Ingredients
The following ingredients have 5 Servings
- 4-6 sweet potatoes
- 3 cups cooked shredded chicken (see note) (shredded chicken )
- 1 to 2 cups BBQ sauce (fave homemade recipe here)
- 1 (15-ounce) can black beans (rinsed and drained)
- 1 cup corn kernels (fresh or frozen (thawed if frozen))
- 1/2 cup chopped cilantro
- 2 tablespoons fresh lime juice
- 1/4 teaspoon salt
- Pinch of black pepper
- Chopped tomatoes
- Shredded cheese
- Tortilla chips
- Cilantro Lime Dressing
Instruction
- Cook the sweet potatoes.
- Oven Method: prick each potato several times with a fork.

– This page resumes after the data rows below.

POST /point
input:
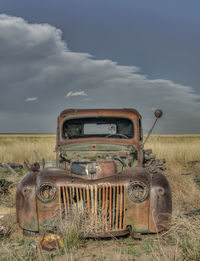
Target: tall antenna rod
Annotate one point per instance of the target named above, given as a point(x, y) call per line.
point(158, 114)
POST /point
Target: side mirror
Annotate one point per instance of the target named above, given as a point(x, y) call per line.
point(158, 113)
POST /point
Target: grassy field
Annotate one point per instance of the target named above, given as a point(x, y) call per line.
point(181, 242)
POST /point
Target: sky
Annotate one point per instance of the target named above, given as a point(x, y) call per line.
point(64, 54)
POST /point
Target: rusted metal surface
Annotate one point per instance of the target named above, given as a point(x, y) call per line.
point(106, 181)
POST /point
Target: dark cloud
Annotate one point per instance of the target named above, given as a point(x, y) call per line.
point(40, 76)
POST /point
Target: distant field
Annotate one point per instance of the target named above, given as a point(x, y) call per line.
point(178, 150)
point(182, 153)
point(17, 147)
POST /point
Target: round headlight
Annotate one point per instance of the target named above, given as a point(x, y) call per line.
point(47, 192)
point(138, 191)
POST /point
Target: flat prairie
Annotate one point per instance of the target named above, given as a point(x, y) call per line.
point(181, 242)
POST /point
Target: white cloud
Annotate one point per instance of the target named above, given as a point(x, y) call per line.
point(79, 93)
point(31, 99)
point(39, 61)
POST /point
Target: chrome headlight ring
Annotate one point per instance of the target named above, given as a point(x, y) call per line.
point(138, 191)
point(47, 192)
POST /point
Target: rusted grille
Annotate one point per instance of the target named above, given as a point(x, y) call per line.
point(106, 203)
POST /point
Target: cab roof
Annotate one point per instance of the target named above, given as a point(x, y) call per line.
point(116, 112)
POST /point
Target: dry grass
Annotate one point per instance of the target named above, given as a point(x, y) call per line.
point(17, 147)
point(181, 242)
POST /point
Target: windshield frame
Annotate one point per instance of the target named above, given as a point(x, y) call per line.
point(97, 137)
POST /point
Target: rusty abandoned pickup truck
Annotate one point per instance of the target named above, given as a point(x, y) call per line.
point(103, 171)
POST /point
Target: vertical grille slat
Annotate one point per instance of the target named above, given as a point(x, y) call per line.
point(106, 204)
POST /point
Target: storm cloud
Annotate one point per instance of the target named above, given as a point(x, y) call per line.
point(40, 76)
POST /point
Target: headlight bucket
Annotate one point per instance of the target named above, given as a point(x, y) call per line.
point(47, 192)
point(138, 191)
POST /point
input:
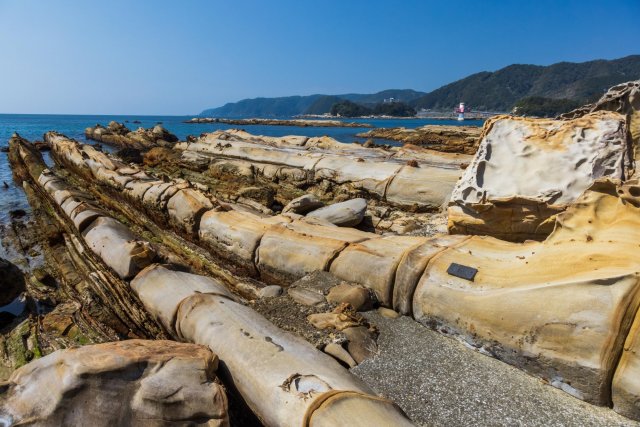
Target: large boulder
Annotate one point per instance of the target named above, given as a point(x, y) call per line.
point(528, 170)
point(560, 309)
point(343, 214)
point(118, 247)
point(136, 383)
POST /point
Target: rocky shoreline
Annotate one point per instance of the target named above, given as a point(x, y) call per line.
point(448, 139)
point(266, 250)
point(278, 122)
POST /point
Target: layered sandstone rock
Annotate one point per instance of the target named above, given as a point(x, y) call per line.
point(528, 170)
point(560, 309)
point(407, 178)
point(448, 139)
point(136, 382)
point(283, 378)
point(118, 134)
point(625, 389)
point(624, 99)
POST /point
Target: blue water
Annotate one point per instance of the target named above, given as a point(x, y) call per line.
point(33, 126)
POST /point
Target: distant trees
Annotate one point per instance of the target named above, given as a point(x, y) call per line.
point(397, 109)
point(351, 109)
point(544, 107)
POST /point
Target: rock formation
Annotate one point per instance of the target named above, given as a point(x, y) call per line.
point(118, 134)
point(448, 139)
point(135, 382)
point(564, 308)
point(560, 308)
point(275, 122)
point(282, 378)
point(379, 174)
point(528, 170)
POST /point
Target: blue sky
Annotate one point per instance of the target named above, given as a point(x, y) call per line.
point(170, 57)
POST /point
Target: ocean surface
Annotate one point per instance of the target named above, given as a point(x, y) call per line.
point(33, 126)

Line a half sheet pan or other baking pan with parchment or foil. Place the potatoes on the prepared pan and bakeat 425 degrees F until tender, about 45-60 minutes.
- Instant Pot/Pressure Cooker Method: pour 1 cup water into the bottom of an electric pressure cooker. Add a metal trivet or steamer basket and add the potatoes (filling only 2/3 full). Secure the lid and cook on high pressure for 12-14 minutes (subtract 1-2 minutes if you are going to let the pressure naturally release). Quick release the pressure when done cooking.
- For the BBQ chicken, toss the cooked, shredded chicken with BBQ sauce until evenly combined and warm through (or it can be served at room temperature).
- For the corn and black bean salad, add all the ingredients together in a bowl and toss to combine.
- To serve, slice the potatoes open and top with BBQ chicken, corn and black bean salad, tomatoes, cheese, crushed tortilla chips, and cilantro lime dressing (or any combination of toppings you like!).